The book is divided into two large discussions. Chapters II-V treat these four major groups of questions for critical philosophy of history. Chapters VI-VIII focus on the issues and theories offered by Kant, Herder, Hegel, and a few others on "metaphysical" questions about history.

IV

It is interesting to consider the intellectual origins of innovative philosophical insights. So where did this philosophical perspective and methodology come from in Walsh's own development? Walsh is plainly an expert on the history of modern philosophy, including especially German philosophy. This means that he has read, and thought about, the tradition from Kant and Schleiermacher and Herder to Hegel and Dilthey, and is able to make philosophical sense of their theories. He authored a number of articles on Kant, Hegel, and other German philosophers, and was the author of a book on Kant's metaphysics (Kant's Criticism of Metaphysics). What does this imply about his training and his development within British philosophy? He entered Merton College, Oxford, in roughly 1930, and took his first professional post as a philosopher at Merton College in 1947 through 1960. The bulk of his academic career was spent at the University of Edinburgh as a professor of logic and metaphysics. So here is the interesting question for me: to what extent was Walsh an analytic philosopher, in the mold of Russell, Ayer, and Ryle, and to what extent was he an idealist philosopher, in the pattern of Collingwood or Bradley? (He refers several times to Ryle's The Concept of Mind.) His comments in the first chapter of the book suggest that he positions himself separately from both camps, while understanding the philosophical perspectives and methods of both. The evidence of this book suggests that he had an admirably pluralistic approach to the problems of philosophy.

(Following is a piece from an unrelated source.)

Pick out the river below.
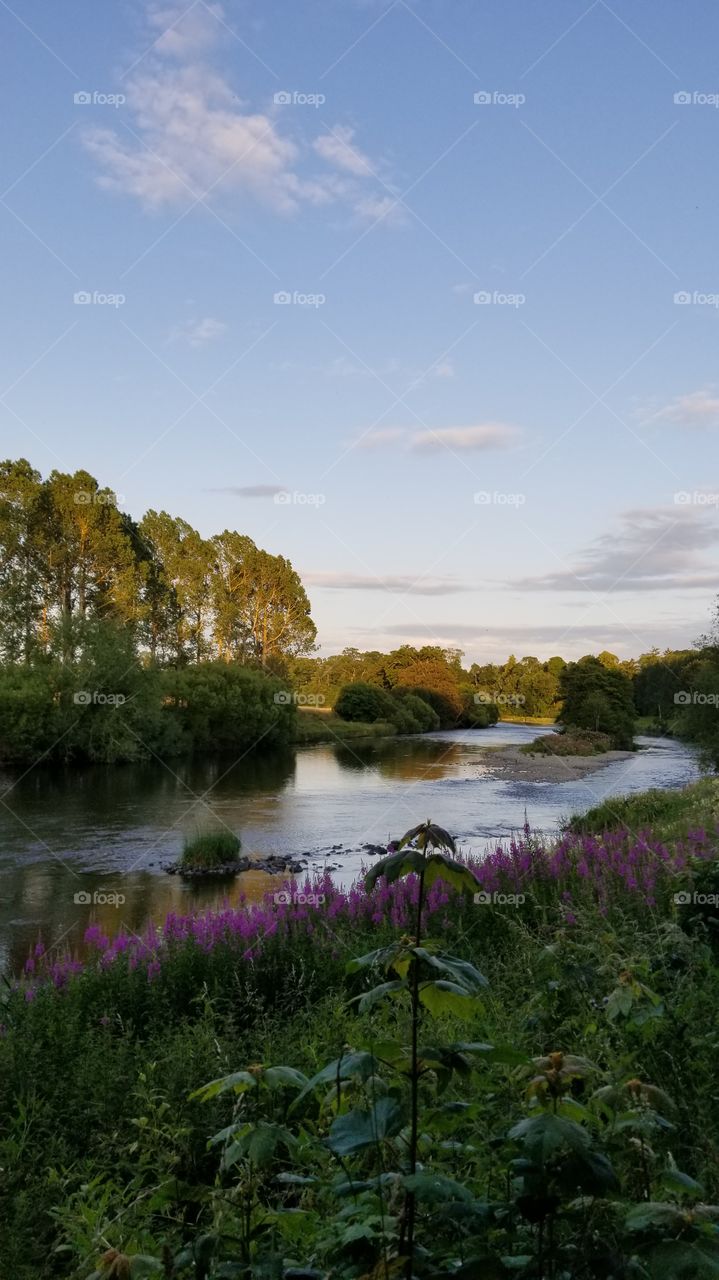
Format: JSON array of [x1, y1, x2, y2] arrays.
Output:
[[0, 723, 700, 972]]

Here is a bibliography of some of Walsh's published articles and reviews (link), and here is a reconsideration of his philosophy of history with regard to "facts and truth," published in 1977 in History and Theory as a review of Leon J. Goldstein, Historical Knowing (Austin, Texas and London, University of Texas Press, 1976). In the course of the review he considers how the discipline of analytic philosophy of history has developed since 1951, and he finds that three of his four questions have come in for very extensive discussion.

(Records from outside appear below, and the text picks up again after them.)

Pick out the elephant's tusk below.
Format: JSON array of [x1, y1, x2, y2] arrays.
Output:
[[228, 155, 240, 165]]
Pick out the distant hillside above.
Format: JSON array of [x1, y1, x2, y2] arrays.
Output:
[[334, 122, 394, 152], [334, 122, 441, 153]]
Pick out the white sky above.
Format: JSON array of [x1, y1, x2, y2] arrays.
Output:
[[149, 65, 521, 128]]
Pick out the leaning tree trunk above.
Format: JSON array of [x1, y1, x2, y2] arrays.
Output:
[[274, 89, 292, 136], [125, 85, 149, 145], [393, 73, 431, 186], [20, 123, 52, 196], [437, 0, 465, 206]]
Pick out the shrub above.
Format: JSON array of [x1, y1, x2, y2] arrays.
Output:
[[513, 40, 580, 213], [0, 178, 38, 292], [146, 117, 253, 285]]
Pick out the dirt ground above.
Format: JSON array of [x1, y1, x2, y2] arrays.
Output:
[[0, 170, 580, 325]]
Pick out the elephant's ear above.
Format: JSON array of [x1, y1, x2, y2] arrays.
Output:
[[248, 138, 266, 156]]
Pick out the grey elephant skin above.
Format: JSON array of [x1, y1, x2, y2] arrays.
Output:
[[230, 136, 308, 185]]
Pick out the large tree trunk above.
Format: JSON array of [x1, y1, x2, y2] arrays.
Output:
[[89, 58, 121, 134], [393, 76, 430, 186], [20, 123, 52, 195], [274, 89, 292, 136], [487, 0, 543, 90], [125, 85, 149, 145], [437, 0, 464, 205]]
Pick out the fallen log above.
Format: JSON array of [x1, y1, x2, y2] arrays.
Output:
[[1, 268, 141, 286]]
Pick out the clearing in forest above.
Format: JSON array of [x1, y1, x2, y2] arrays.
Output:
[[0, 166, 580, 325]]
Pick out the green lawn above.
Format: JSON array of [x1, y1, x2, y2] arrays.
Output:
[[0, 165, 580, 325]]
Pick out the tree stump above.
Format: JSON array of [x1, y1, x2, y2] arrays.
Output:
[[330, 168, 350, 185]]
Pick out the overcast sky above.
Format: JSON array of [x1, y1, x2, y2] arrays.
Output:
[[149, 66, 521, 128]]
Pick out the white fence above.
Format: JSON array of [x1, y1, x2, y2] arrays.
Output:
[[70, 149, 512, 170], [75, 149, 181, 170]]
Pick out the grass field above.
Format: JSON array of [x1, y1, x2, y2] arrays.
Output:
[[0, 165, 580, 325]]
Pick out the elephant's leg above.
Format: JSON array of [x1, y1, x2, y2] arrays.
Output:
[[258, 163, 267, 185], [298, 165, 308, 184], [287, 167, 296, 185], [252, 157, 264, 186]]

(I discovered along the way, an amazing bargain as a Kindle book, Marnie Hughes Warrington's Fifty Key Thinkers on History, Second Edition ($14). The book has 3000-word discussions of fifty important historians and philosophers -- Bloch, Collingwood, Dilthey, Hempel, Obsbawm, Oakeshott, Ricoeur, Vico -- and is well worth having on the Kindle. The essays are concise and informative, and they generally raise the big issues that were important to the various thinkers. There is an entry for Walsh as well.)